Bristol hasn't been one of Martin's best tracks as of late – he has just one top five in the last 15 starts – but he will start on the pole, his fifth of the season.
2. Will Carl Edwards finally break through?
Edwards' winless season has been dissected from every possible angle, but here's the thing: If he's to break it, now would be the time.
For starters, he's the two-time defending winner of the August race at Bristol. And he almost always finishes at or near the front there, which says something considering how easy it is to find trouble on the half-mile track.
More than past performance, however, is the fact that Edwards hasn't been able to recapture the dominance he showed a year ago on the big, wide, intermediate tracks.
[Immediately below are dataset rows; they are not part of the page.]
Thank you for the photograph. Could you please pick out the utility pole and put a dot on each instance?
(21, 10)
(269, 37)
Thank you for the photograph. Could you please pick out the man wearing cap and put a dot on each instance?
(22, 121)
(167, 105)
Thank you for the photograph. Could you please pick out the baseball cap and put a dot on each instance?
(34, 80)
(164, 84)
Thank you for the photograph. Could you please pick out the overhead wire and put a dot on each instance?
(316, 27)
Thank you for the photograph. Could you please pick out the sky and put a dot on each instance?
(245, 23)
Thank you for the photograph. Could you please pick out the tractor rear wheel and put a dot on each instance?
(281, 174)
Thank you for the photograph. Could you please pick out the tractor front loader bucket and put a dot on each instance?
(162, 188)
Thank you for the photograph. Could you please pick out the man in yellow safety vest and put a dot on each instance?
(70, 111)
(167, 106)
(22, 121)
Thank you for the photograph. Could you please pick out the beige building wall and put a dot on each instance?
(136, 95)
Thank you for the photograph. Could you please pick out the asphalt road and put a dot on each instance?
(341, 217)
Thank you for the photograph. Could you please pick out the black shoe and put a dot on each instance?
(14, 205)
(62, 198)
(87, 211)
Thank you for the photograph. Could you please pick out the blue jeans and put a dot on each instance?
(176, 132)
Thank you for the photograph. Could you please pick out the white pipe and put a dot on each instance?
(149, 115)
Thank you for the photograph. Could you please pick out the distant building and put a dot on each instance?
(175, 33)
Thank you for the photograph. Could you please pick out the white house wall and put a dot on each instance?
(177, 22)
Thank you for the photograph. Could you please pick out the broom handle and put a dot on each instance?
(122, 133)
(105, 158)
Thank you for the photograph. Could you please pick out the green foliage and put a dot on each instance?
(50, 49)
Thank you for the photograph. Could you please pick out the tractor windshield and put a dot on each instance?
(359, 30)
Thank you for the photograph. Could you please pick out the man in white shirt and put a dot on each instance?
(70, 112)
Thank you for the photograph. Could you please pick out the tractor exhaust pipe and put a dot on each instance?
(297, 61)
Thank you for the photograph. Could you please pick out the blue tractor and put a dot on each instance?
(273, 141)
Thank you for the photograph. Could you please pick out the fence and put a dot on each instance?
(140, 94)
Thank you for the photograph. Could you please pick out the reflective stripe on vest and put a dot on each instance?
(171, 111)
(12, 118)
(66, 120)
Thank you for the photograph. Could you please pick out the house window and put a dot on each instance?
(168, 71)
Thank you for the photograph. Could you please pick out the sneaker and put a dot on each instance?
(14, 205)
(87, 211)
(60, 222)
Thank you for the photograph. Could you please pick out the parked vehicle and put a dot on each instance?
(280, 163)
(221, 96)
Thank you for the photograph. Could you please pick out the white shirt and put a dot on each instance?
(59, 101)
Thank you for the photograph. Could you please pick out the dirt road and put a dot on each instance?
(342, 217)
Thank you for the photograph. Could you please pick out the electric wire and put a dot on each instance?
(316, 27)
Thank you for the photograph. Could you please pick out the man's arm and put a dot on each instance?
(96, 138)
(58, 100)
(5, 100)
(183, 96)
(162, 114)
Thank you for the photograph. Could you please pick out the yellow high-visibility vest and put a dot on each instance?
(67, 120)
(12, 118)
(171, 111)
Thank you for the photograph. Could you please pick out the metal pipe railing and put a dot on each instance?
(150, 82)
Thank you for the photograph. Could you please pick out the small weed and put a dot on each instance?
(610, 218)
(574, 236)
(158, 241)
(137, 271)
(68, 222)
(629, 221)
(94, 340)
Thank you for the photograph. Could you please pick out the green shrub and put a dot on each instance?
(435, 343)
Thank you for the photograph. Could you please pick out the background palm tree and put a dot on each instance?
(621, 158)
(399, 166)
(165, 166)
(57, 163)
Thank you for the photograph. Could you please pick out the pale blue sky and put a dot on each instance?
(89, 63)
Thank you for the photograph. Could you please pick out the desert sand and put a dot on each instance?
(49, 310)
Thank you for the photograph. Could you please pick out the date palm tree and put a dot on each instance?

Considering this, it stands to reason that his best shot at a win would come on a short, tight bullring.
"This week, I feel like this race is a bottleneck," Edwards said. "It's a lot like a Talladega or a Daytona where anything can happen. So, there are a lot of people right now with a lot of stress, and I've got just enough to keep me honest."
Edwards will have some work to do if he's to three-peat. He'll start 32nd.
3. Will there be any empty seats?
Nope. Bristol Motor Speedway is recession-proof.
Week after week NASCAR has raced in front of hoards of empty seats, including an estimated 70,000 to 100,000 four weeks ago at Indianapolis.
But Bristol track officials have already announced all 160,000 seats have been sold.
Granted, sellouts are the norm for this race, which for years has been NASCAR's toughest ticket. Still, it's noteworthy that even in these tough economic times 160,000 people continue to flock to the northeast corner of Tennessee, to a town where the closest city of note is Knoxville, 113 miles away.
4. Who's going to take a hit?
This will be a central theme for the next three races as the race to the Chase heats up.
Just 166 points separate Juan Pablo Montoya in seventh from Kyle Busch in 15th, meaning nine drivers are fighting for six spots.
For just about everyone in the hunt, Bristol is feast or famine. Leading the feast side is Busch, who has two wins and four top fives in nine starts at Bristol. On the famine side, Brian Vickers has yet to finish in the top 10 there in 10 career starts.
"None of [the three remaining races] are any more important than the others, but we obviously know that Bristol can be one of the race tracks where it can catch up some cars and chain-reaction accidents," explained Greg Biffle, who goes into Saturday's race 10th in the standings, but with only a 42-point lead over Vickers in 13th.
Biffle admitted that his team has altered its in-race strategy to keep pace with those around him in the standings.
"We've started thinking at Watkins Glen and Michigan about staying on the same pit sequence or cycle as those guys, and just beat them on performance, or out-race them, because if they can pull some strategy and sort of leapfrog you, that could hurt you," he explained. "But, if you're on the same strategy, you're either going to be bad together or be good together, so sometimes that's come into our thought process."
5. Will Bristol be Bristol?
Fenders and drivers using them is what made this the must-see race of the season. While fans did boo Dale Earnhardt back in 1999 after he infamously punted Terry Labonte out of the way en route to victory lane, they still cheered the action.
But the action at Bristol hasn't been as fierce since the track was repaved two years ago. The new surface has created more room to race, which means less bumping and banging.
"It’s allowed you to race instead of having to knock somebody," explained Mark Martin. "It’s brought honor and respect back into the game where it was difficult to live by those principles at the latter part of the last few years before it was redone."
For this reason, drivers love it. And for the same reason, fans don't.